Ansonsten bebildert Baumgarten die Handlung geradezu beflissen deutlich: Wie in einem opulenten Diorama werden revolutionäre Schaubilder in den ironisch historisierenden Kostümen von Christina Schmitt gestellt, zu jeder Szene liefert projizierter Text eine Art Gebrauchsanweisung oder die Biographie einer Figur. Die reichlich auf die Rückwand projizierten Videos verdoppeln, was man auf der Bühne sieht, und die Bühne verdoppelt, was man in der Musik hört. Wenn die „Unterdrückungsmaschinerie“ losstampft, wird im Video von Chris Kondek ein menschlicher Körper durchs Mahlwerk gedreht, und die Revolutionäre auf der Bühne sehen sich von einem gewaltigen Eisenkoloss bedroht, der sich auf sie herabsenkt. Man muss Baumgarten und seinem Team zugute halten, dass sie auf diese Weise Nonos sperriges Werk dem Publikum offenbar sehr gut vermitteln konnten. Jedenfalls wurde die Premiere begeistert beklatscht und bejubelt. Doch die ganze Bilder-Überfülle wirkte bisweilen wie ein multimedialer Opernführer: Man fühlte sich didaktisch überversorgt und interpretatorisch unterfordert.

Nicht hoch genug loben kann man allerdings die musikalische Ensembleleistung dieses Abends, die weitgehend ohne die reisenden Stars der neuen Musik erbracht wird. Michael Clark hat den Chor hervorragend auf seine enorm schwierige Aufgabe vorbereitet. In dem Sopran-Quartett, das Figuren wie der Hure Deola eine verführerisch schöne multiple Stimme gibt, steigt Sara Hershkowitz auf in die atemberaubenden Stratosphären der dreigestrichenen Oktave, wo auch Rainelle Krause als Tania Brunke, nicht minder eindrucksvoll, aber lyrisch-inniger, ihre vokalen Kunststücke vollbringt. In den unteren Regionen der weiblichen Singstimme gibt Noa Frenkl der Mutter eine herbe Kraft und Wärme. Der Dirigent Jonathan Stockhammer koordiniert diesen ganzen Riesenapparat sehr souverän. Allerdings setzt er kaum interpretatorische Akzente und bleibt dem Werk auch einiges an dynamischer Differenzierung und Delikatesse schuldig.

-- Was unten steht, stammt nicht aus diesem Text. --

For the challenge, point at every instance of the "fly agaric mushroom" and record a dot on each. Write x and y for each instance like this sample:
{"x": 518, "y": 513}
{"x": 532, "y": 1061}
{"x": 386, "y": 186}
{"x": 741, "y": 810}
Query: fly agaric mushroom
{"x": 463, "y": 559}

Nonos Musik entwickelt hier ja eine ganz eigenartige Affinität zu Melos und Belcanto und gerade in den erwähnten innigen Episoden auch zur zarten Polyphonie der italienischen Renaissance. Das spürte man bei Stockhammer zu wenig, weil alles sehr direkt und manchmal laut kam. So aber blieb sowohl in der Musik wie auch in der Inszenierung die Frage nach einer heutigen Utopie leicht unterbelichtet, weil zu viel Vordergründiges in ein eher grelles Licht gerückt wurde.